Vence al Getafe gracias a un claro penalti de Bruno sobre Gameiro transfomado por Parejo, que reaparece

Los dos equipos se mostraron negados de cara a puerta pese a disfrutar de clarísimas ocasiones, sobre todo las de Rodrigo Moreno

En el mismo escenario donde el Valencia vio truncada su gran racha el año pasado, donde llegaba invicto al Coliseum con 9 victorias y 4 empates, resucitó el equipo de Marceino. Lo hizo gracias al VAR, que le sirvió un penalti claro por agarrón de Bruno a Gameiro en el 78, que a la vez supuso la expulsión del central azulón por doble amarilla. Una pena máxima que hizo buena Parejo en su reaparición. [Narración y estadística]

Marcelino suele repetir casi de carrerilla, semana tras semana, los partidos que debería haber ganado su equipo de los que acabaron en tablas, y algún que otro perdido. Quizá el de este sábado, de no haber sido por el VAR, lo podría haber añadido a esa relación, pero de no haber sido por esa claro penalti el duelo podría haber caído para uno u otro lado. O no. Porque hasta ese momento, Getafe y Valencia estaban empatando a fallos.

El conjunto madrileño dominó, puso mayor intensidad en la primera parte, llegó más y acumuló más oportunidades. Sucedió que en los metros finales o no encontró rematador o los postes, uno de Cabrera y otro de Jorge Molina, le privaron de adelantarse en el marcador.

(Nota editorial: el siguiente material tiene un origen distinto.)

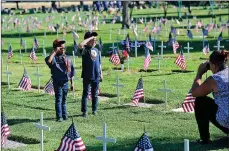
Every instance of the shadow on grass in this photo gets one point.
(201, 58)
(108, 95)
(19, 121)
(154, 101)
(161, 144)
(148, 70)
(36, 87)
(5, 83)
(30, 107)
(116, 107)
(23, 139)
(182, 71)
(171, 73)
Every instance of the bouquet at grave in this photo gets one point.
(123, 55)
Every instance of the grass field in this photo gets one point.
(166, 129)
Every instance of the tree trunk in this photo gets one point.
(165, 9)
(17, 5)
(125, 13)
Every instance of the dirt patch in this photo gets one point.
(12, 144)
(27, 5)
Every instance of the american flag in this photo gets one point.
(75, 46)
(135, 32)
(147, 59)
(210, 27)
(36, 44)
(10, 52)
(49, 87)
(199, 24)
(75, 35)
(33, 55)
(173, 30)
(159, 29)
(220, 38)
(139, 92)
(206, 48)
(90, 95)
(141, 20)
(71, 140)
(28, 28)
(189, 34)
(115, 58)
(175, 46)
(5, 131)
(22, 43)
(180, 61)
(170, 41)
(127, 43)
(205, 32)
(25, 83)
(149, 45)
(145, 29)
(188, 104)
(143, 144)
(154, 29)
(100, 44)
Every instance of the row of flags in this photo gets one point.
(71, 140)
(187, 105)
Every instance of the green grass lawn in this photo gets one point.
(166, 129)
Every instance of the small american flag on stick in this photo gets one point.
(175, 47)
(180, 61)
(71, 141)
(147, 59)
(115, 58)
(10, 52)
(139, 92)
(33, 54)
(49, 87)
(188, 105)
(25, 83)
(5, 131)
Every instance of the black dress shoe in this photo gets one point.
(84, 114)
(94, 113)
(204, 142)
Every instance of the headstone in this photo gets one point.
(128, 63)
(8, 73)
(44, 50)
(113, 47)
(186, 145)
(86, 8)
(159, 61)
(42, 128)
(188, 48)
(162, 48)
(73, 8)
(25, 46)
(20, 56)
(136, 47)
(104, 138)
(38, 78)
(165, 90)
(218, 45)
(43, 9)
(74, 60)
(118, 85)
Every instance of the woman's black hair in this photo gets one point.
(219, 58)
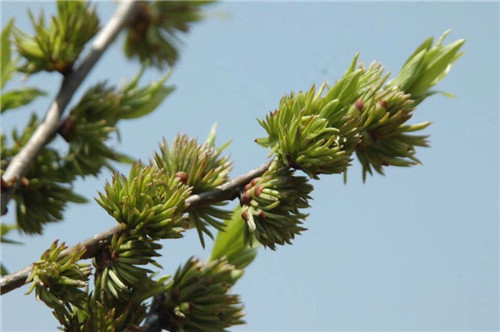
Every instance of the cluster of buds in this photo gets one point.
(152, 35)
(45, 190)
(58, 281)
(202, 168)
(88, 127)
(318, 131)
(386, 139)
(150, 202)
(57, 46)
(271, 206)
(119, 267)
(198, 298)
(427, 66)
(231, 245)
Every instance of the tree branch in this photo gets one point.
(227, 191)
(21, 163)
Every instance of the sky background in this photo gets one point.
(416, 249)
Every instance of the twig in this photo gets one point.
(20, 164)
(227, 191)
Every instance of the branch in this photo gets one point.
(227, 191)
(21, 163)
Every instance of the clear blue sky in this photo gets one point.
(414, 250)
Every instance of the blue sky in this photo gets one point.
(416, 249)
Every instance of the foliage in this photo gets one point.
(309, 134)
(153, 35)
(57, 46)
(201, 167)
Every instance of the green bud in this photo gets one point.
(201, 167)
(271, 207)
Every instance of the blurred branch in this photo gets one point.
(227, 191)
(21, 163)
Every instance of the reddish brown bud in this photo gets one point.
(182, 176)
(24, 182)
(375, 135)
(258, 190)
(246, 197)
(383, 103)
(5, 185)
(360, 147)
(66, 129)
(359, 104)
(251, 183)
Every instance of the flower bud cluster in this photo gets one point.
(149, 202)
(119, 267)
(57, 46)
(386, 139)
(90, 123)
(271, 206)
(198, 298)
(57, 280)
(152, 35)
(46, 188)
(202, 168)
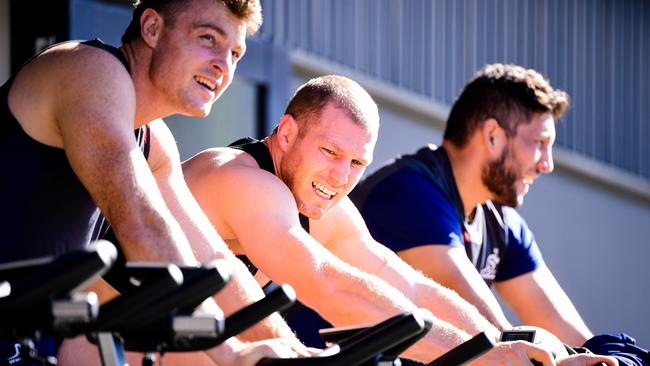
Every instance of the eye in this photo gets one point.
(207, 37)
(328, 151)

También el Valencia, por escribirlo de alguna manera y generalizar, estuvo torpe. Jugó a rachas y acumuló menos pero mejores ocasiones. Clarísimas, con los mismos protagonistas. Guedes como excelente asistente -no hizo más- y Rodrigo Moreno como delantero incisivo y negado en el Coliseum.

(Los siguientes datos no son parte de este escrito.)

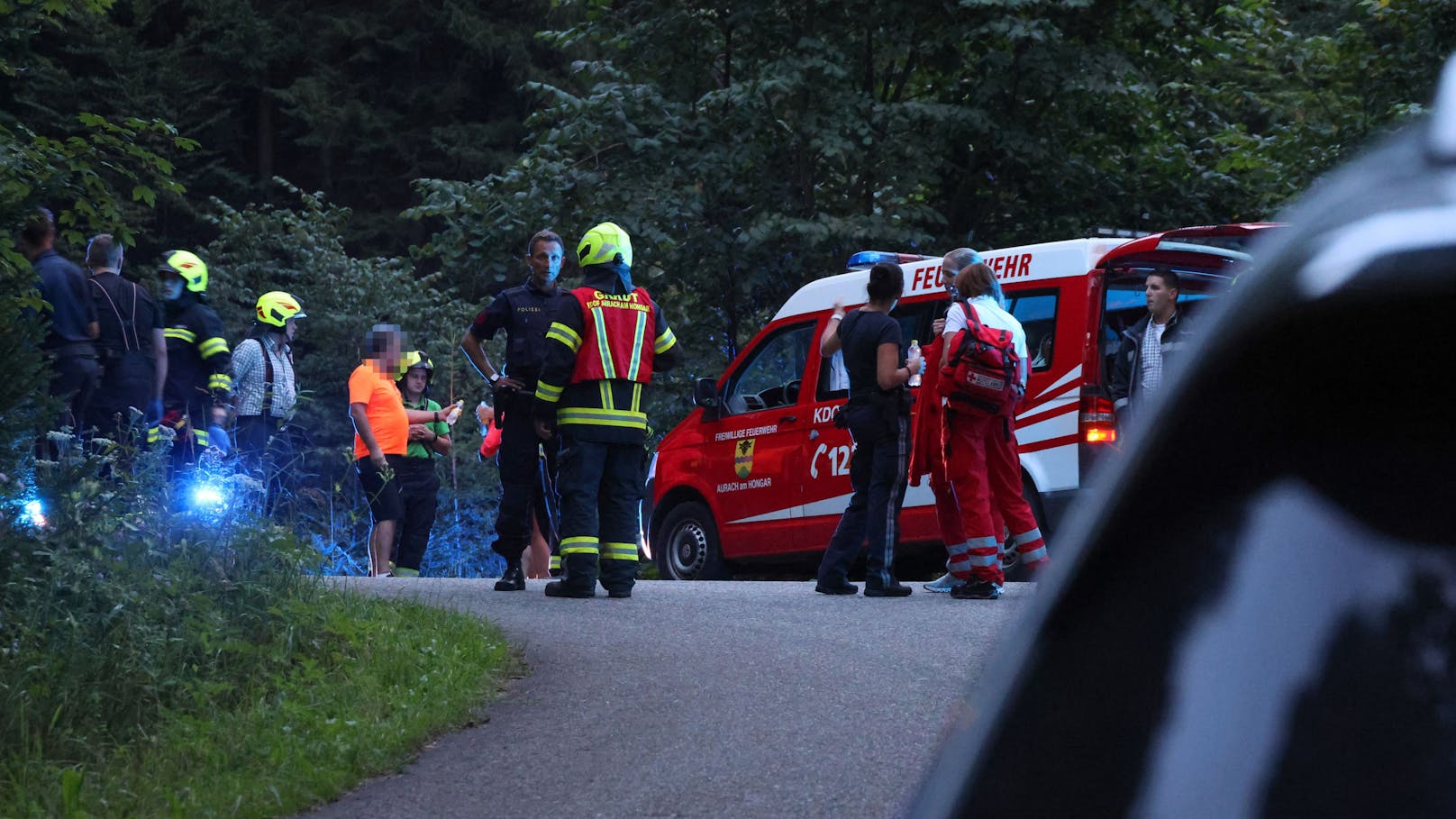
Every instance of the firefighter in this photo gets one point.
(132, 344)
(602, 349)
(198, 360)
(524, 312)
(418, 481)
(265, 382)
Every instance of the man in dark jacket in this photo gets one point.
(1151, 344)
(71, 320)
(524, 312)
(602, 349)
(132, 344)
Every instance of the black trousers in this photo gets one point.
(600, 487)
(127, 382)
(420, 490)
(522, 486)
(877, 471)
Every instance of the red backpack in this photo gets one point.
(981, 370)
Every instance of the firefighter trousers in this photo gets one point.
(600, 484)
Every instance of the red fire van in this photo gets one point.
(760, 471)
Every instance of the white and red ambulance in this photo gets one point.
(759, 469)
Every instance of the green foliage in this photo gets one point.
(165, 663)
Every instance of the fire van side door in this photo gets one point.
(756, 452)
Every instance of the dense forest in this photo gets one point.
(389, 160)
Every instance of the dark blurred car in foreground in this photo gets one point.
(1254, 613)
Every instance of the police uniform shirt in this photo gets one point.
(524, 312)
(127, 315)
(70, 309)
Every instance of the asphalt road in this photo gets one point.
(728, 698)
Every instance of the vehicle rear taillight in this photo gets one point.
(1097, 420)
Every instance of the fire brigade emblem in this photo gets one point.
(742, 458)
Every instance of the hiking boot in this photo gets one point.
(942, 583)
(560, 589)
(976, 590)
(513, 578)
(893, 590)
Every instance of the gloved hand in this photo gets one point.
(153, 415)
(217, 436)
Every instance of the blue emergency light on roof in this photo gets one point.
(869, 259)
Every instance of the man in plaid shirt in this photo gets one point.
(1139, 366)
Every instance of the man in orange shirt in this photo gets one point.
(380, 438)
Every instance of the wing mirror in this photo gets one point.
(705, 394)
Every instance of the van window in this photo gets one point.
(915, 325)
(1037, 312)
(773, 372)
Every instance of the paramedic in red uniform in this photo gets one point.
(928, 436)
(602, 349)
(878, 419)
(980, 450)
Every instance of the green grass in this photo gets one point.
(167, 663)
(389, 677)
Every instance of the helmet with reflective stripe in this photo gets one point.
(415, 359)
(186, 264)
(603, 243)
(277, 308)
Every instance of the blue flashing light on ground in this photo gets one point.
(207, 497)
(33, 514)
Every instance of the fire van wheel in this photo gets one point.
(690, 545)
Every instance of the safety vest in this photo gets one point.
(616, 335)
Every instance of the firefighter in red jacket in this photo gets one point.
(602, 349)
(200, 363)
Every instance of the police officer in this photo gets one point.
(132, 344)
(71, 320)
(524, 312)
(603, 346)
(198, 359)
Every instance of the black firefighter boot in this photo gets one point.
(513, 578)
(578, 578)
(617, 576)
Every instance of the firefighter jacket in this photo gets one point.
(524, 312)
(603, 346)
(198, 359)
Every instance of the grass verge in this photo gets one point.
(387, 678)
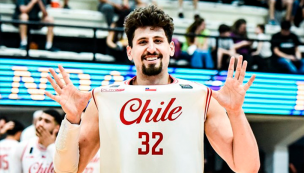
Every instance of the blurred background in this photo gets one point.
(87, 38)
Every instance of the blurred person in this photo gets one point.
(94, 165)
(181, 10)
(263, 49)
(225, 47)
(121, 119)
(241, 45)
(28, 10)
(197, 47)
(30, 131)
(285, 47)
(36, 154)
(116, 40)
(282, 3)
(5, 125)
(297, 12)
(8, 144)
(111, 7)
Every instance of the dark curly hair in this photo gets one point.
(148, 16)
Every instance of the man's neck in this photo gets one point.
(152, 80)
(9, 137)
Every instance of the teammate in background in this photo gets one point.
(9, 143)
(94, 164)
(28, 10)
(30, 131)
(181, 10)
(36, 154)
(154, 122)
(5, 125)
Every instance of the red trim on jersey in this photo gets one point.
(24, 151)
(94, 98)
(208, 98)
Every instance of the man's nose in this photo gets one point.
(151, 47)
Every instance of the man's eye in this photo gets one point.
(142, 42)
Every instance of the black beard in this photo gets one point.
(151, 70)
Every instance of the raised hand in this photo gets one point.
(69, 97)
(8, 126)
(45, 137)
(232, 95)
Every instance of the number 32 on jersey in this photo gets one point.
(146, 145)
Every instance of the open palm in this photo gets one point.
(232, 95)
(69, 97)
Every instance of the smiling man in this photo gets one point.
(153, 122)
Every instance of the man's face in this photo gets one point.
(151, 51)
(285, 32)
(47, 122)
(242, 29)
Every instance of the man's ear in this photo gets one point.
(172, 48)
(129, 50)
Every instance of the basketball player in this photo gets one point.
(153, 122)
(36, 154)
(9, 143)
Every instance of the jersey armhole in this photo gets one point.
(23, 152)
(94, 98)
(208, 98)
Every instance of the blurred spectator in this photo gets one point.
(30, 131)
(28, 10)
(9, 143)
(94, 165)
(241, 44)
(5, 125)
(298, 12)
(280, 4)
(66, 4)
(225, 47)
(141, 3)
(285, 50)
(116, 41)
(36, 155)
(262, 49)
(111, 7)
(196, 48)
(181, 11)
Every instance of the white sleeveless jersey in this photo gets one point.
(94, 164)
(152, 129)
(31, 157)
(6, 147)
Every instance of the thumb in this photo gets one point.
(215, 95)
(55, 131)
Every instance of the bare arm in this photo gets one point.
(89, 136)
(28, 7)
(110, 38)
(231, 135)
(298, 53)
(74, 144)
(42, 8)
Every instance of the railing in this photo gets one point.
(31, 23)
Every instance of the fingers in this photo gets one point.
(238, 67)
(249, 83)
(55, 98)
(243, 72)
(231, 68)
(54, 85)
(64, 75)
(57, 79)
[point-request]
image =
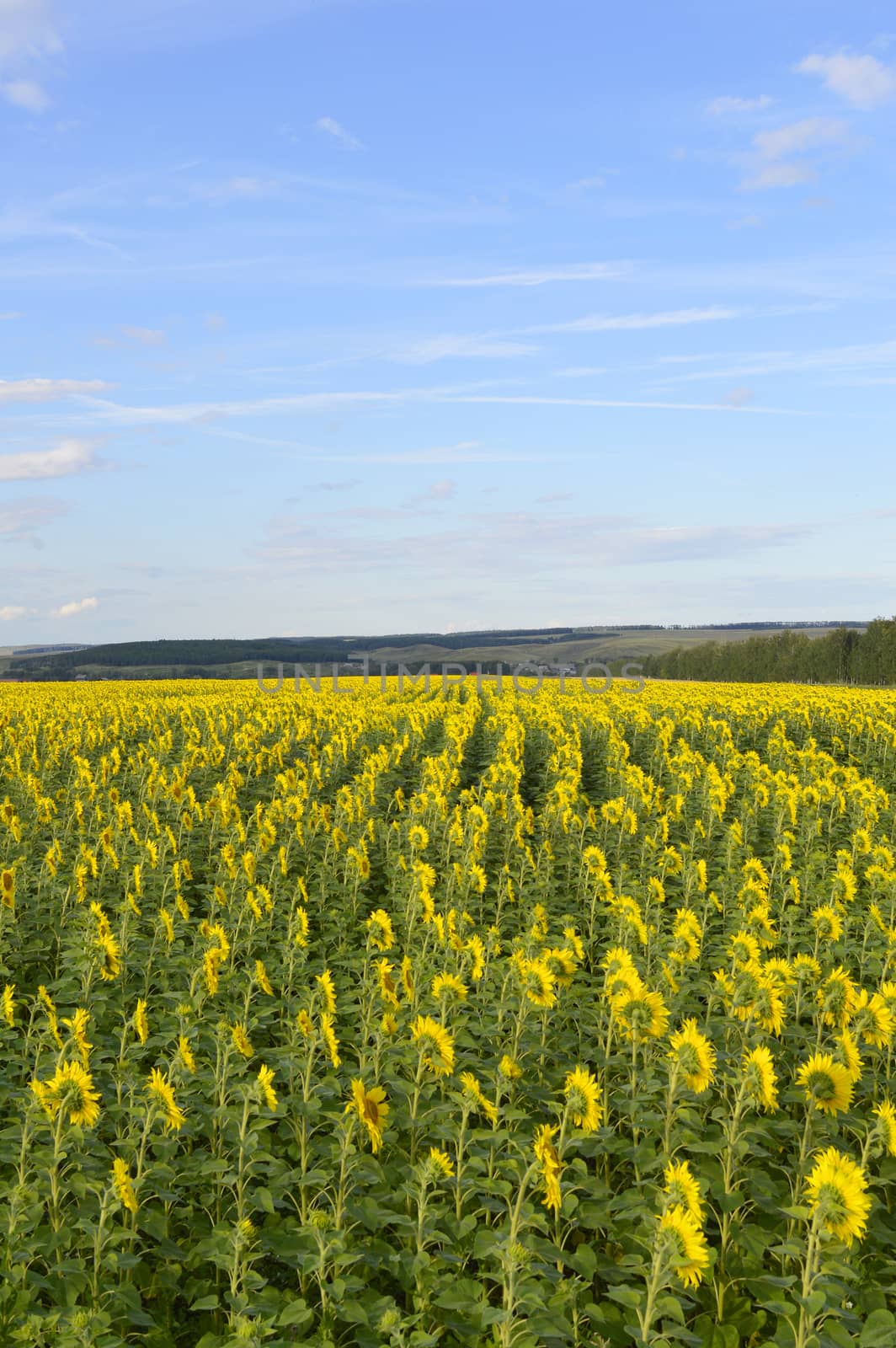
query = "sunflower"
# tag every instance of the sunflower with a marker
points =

Fue para echarse las manos a la cabeza. En los albores del duelo, no supo aprovechar un gran desajuste defensivo del Getafe. Guedes cayó al centro y vio el desmarque para filtrar un pase exquisito. Rodrigo, solo ante Soria, cruzó en exceso con el exterior de su bota. Ocasión de esas que luego se pueden echar de menos.

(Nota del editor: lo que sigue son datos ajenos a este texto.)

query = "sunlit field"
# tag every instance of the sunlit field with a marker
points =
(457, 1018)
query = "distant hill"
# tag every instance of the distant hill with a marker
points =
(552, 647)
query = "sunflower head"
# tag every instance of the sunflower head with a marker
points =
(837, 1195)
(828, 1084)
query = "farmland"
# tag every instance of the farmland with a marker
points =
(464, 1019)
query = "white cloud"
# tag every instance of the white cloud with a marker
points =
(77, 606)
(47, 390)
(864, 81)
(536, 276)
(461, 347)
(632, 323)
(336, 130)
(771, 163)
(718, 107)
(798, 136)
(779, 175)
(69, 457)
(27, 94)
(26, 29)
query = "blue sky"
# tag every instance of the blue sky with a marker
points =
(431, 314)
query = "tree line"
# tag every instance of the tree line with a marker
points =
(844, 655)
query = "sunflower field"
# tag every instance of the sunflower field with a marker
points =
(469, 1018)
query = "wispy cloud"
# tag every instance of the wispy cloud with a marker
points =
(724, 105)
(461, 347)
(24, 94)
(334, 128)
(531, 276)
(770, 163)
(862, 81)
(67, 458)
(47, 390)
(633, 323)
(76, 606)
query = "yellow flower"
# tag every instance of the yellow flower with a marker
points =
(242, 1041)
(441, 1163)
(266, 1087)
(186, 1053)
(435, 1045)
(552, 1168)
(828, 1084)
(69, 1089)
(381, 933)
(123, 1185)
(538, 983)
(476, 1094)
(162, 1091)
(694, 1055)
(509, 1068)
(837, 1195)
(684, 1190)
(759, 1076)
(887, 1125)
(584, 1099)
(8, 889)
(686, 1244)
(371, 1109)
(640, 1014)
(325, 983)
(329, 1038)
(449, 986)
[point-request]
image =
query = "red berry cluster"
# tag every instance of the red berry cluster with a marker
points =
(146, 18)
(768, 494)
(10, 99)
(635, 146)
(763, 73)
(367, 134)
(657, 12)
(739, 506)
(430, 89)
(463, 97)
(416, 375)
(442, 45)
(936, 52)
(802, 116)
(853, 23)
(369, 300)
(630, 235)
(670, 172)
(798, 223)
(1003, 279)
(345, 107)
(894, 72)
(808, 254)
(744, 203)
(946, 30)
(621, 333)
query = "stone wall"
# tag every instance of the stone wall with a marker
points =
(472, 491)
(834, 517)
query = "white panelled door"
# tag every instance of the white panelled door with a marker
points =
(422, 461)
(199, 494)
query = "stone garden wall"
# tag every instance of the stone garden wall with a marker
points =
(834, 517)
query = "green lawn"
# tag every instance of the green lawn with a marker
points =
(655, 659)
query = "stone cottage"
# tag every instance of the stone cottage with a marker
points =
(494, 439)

El Getafe, bloque aguerrido, empezó poco a poco a subir de revoluciones. Su idea de juego tiene al portero contrario entre ceja y ceja. No tardó en asustar a Neto, que sacó una mano para despejar el disparo de Jorge Molina a córner. En esa acción, muy mal defendida, pudo adelantarse de nuevo. El remate de cabeza de Cabrera, tras varios toques en el área, se estrelló en el palo y Molina se empachó de balón al cazar el rechace.

Había asumido ya el control el Getafe, mucho más fresco y dinámico que el Valencia, que repitió el once de Champions, excepto Parejo, que regresaba tras su lesión en detrimento de Kondogbia.

Su presencia como director de juego no se notó en exceso, tampoco la de Maksimovic en los azulones porque el juego, trepidante, de toma y daca, se concentró por los costados. Los dos presumían de puñales: Amath-Portillo-Antunes y Gayá-Soler. Quien más brilló fue Antunes, que hizo estragos en la desguarnecida banda del accidental lateral derecho Wass. Ninguno de los centros envenenados del portugués encontró rematador.

El Valencia, asediado, se estiraba en contadas ocasiones. Siempre para sembrar el peligro. Rodrigo Moreno volvió a retar cara a cara a Soria, que le ganó la partida. El hispano brasileño tenía la mirilla desviada mientras Marcelino y el resto del banquillo se echaban las manos a la cabeza.

Pareció cambiar el guión en el segundo acto. El Getafe saltó enchufado y decidido. El Valencia, dormido por momentos. Respiró cuando a los 15 segundos, apenas sacar de centro, Jorge Molina se incorporó desde atrás para mandar el balón a la misma cruceta. Luego probó Amath, que chutó desde la frontal; más tarde N’Diaye… Todo en apenas cuatro minutos. El meta Neto sostuvo el coladero hasta que el Valencia retomó el pulso para calmar el duelo y empezar a sobar el balón. Equilibra así el choque para bajar la revoluciones y el ímpetu del Getafe. Pudo, de hecho, desnivelar la balanza. Patente quedó que no era la tarde de Rodrigo, que no supo definir un centro de Carlos Soler.

Cuando el partido enfilaba la recta final, con olor a empate, se produjo la jugada que abrió el cielo al Valencia. Penalti claro de Bruno a Gameiro. De Burgos consultó el monitor y el VAR aplicó justicia. Parejo, un un momento de gran tensión, con la grada pitándole y los rivales tratando de ponerle nervioso, no falló. Lo celebró con efusividad. Como Marcelino, que se toma un respiro después de reencontrarse con la victoria después de hacerlo por última vez en la séptima jornada, en Anoeta.